When you’re in the ocean facing sets of waves coming through, there are normally moments of calm between the sets. A chance to recover your breath and prepare for the next set.

Recent history has been like a set of waves without the calm spaces in between. The last two years have been an onslaught of wave after wave after wave. And so, even here, as we come towards the end of this year, and hope it will bring punctuation to a very painful period of time, we are faced with questions that may raise our anxiety a notch. What will 2022 throw at us? Will Omnicron or other variants present unexpected curveballs like Delta did? Will something else we could never have predicted occur? Will things ever feel calm again?

I was speaking to a mental health clinician recently about the concept of ‘recovery’ and what this might look like for our communities after all we have been through during the last couple years. And he pointed out that to ‘recover’ implies getting back something that was taken or lost. And it seems like some of the things we have lost just may not return, at least not in the form that they previously took. 

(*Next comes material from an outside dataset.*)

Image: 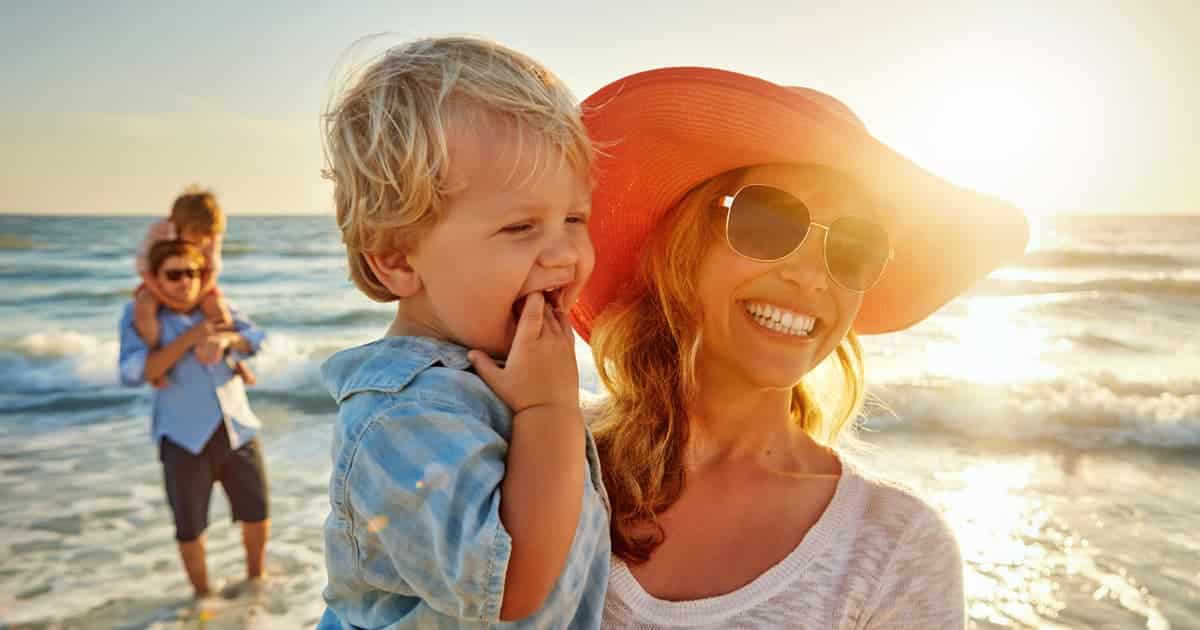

We are undoubtedly in a time of transition globally. We’re living through a tumultuous period of history that will be looked back on as a turning point. A shift. In a number of areas, this has to be true out of necessity. Survival. The way we care for our planet must change, if we desire a flourishing future for our children and grandchildren. The way the Church exists in the world must change; if it is to take seriously the mass spiritual exodus taking place and offer a place of sanctuary and hope for modern pilgrims. The way we maintain our humanity in the face of rapidly increasing technology; the way we handle our political disagreements, the way we love our neighbour — all must change if something new is to emerge from these weary shells we inhabit. These wine skins simply will not hold the new wine.

And, in all of this, the quiet gift of the season of Advent arrives.

It does not arrive and offer us certainty. 

It does not arrive and offer us pat answers. 

It does not arrive and free us from the complexities of the modern world.

It gently offers us an acknowledgement of our weariness. And an invitation to hopeful and aching waiting, built on the insistence that light enters the world after every dark night. That Christ has come, continues to come and will come again. 

Come, all you who are weary. 

Come, you who are disillusioned. You who are grieving. You who are numb. 

Let’s ache and wait and hope together, as the season of Advent gently invites us to.